En février 2021, dans un reportage intitulé « La leyenda de Quiricocho« , l’émission « El día después » a démontré que l’amulette originale de Bilardo est toujours utilisée dans le championnat espagnol. L’absence du public en raison de la pandémie a fait que l’on a pu entendre les gardiens de but et les joueurs adverses hurler « quiricocho » quelques secondes avant que Lionel Messi et Luis Suárez ne tirent des penalties respectivement pour le FC Barcelone et l’Atlético de Madrid. Le Norvégien Erling Haaland, alors au Borussia Dortmund, a également crié « Quiricocho » en mars 2021 pour répondre au mot mystérieux crié par Bono, le gardien de but marocain de Séville et supporter de River, pour tenter de sauver un penalty en Ligue des champions. Et quelques mois plus tard, lors de la finale de l’Euro 2021, l’Italien Giorgio Chiellini a également dit « Kiricocho » avant que Gianluigi Donnarumma n’arrête un penalty de l’Anglais Bukayo Saka à Wembley.

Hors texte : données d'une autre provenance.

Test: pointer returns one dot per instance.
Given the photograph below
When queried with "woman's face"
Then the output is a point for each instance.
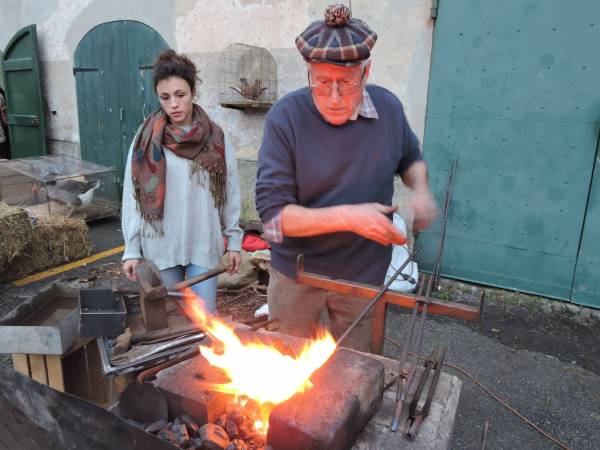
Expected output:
(176, 98)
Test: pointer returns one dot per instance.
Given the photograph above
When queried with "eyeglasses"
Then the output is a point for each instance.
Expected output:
(325, 88)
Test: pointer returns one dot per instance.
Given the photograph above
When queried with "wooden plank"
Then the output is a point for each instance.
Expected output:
(21, 363)
(38, 368)
(55, 372)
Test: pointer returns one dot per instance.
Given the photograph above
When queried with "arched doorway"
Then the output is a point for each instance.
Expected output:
(112, 69)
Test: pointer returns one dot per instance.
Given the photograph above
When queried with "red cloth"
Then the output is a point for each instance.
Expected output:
(252, 243)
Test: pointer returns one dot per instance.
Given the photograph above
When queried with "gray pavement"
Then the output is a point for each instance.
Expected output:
(561, 397)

Ce qui est curieux, c’est qu’à ce moment-là, bien qu’en vérité depuis son passage à Estudiantes au début des années 80, on n’a plus jamais revu Quiricocho dans le monde du football. La tragédie a frappé sa famille avec la mort de son père, que plus d’une rumeur dans le quartier décrit comme un meurtre, prétendument pour une dette impayée. La nouvelle a même fait la première page des journaux locaux. Sa mère est également décédée et Quiricocho a continué, seul, à exercer son travail de bookmaker. Mais la dépression a commencé à le gagner chaque jour un peu plus. Peu avant la pandémie, en 2019, alors qu’il était âgé de 70 ans et qu’il n’avait pas répondu aux appels des quelques amis auxquels il parlait encore, il a été retrouvé sans vie à l’intérieur de sa maison, à l’endroit même où son père était mort. Il n’avait aucun lien avec le football depuis plusieurs décennies, un environnement dans lequel des millions de personnes l’ont mentionné sans savoir qui il était. Aujourd’hui encore, son nom continue à résonner dans les stades du monde entier, et nulle doute qu’il sera gravé à jamais.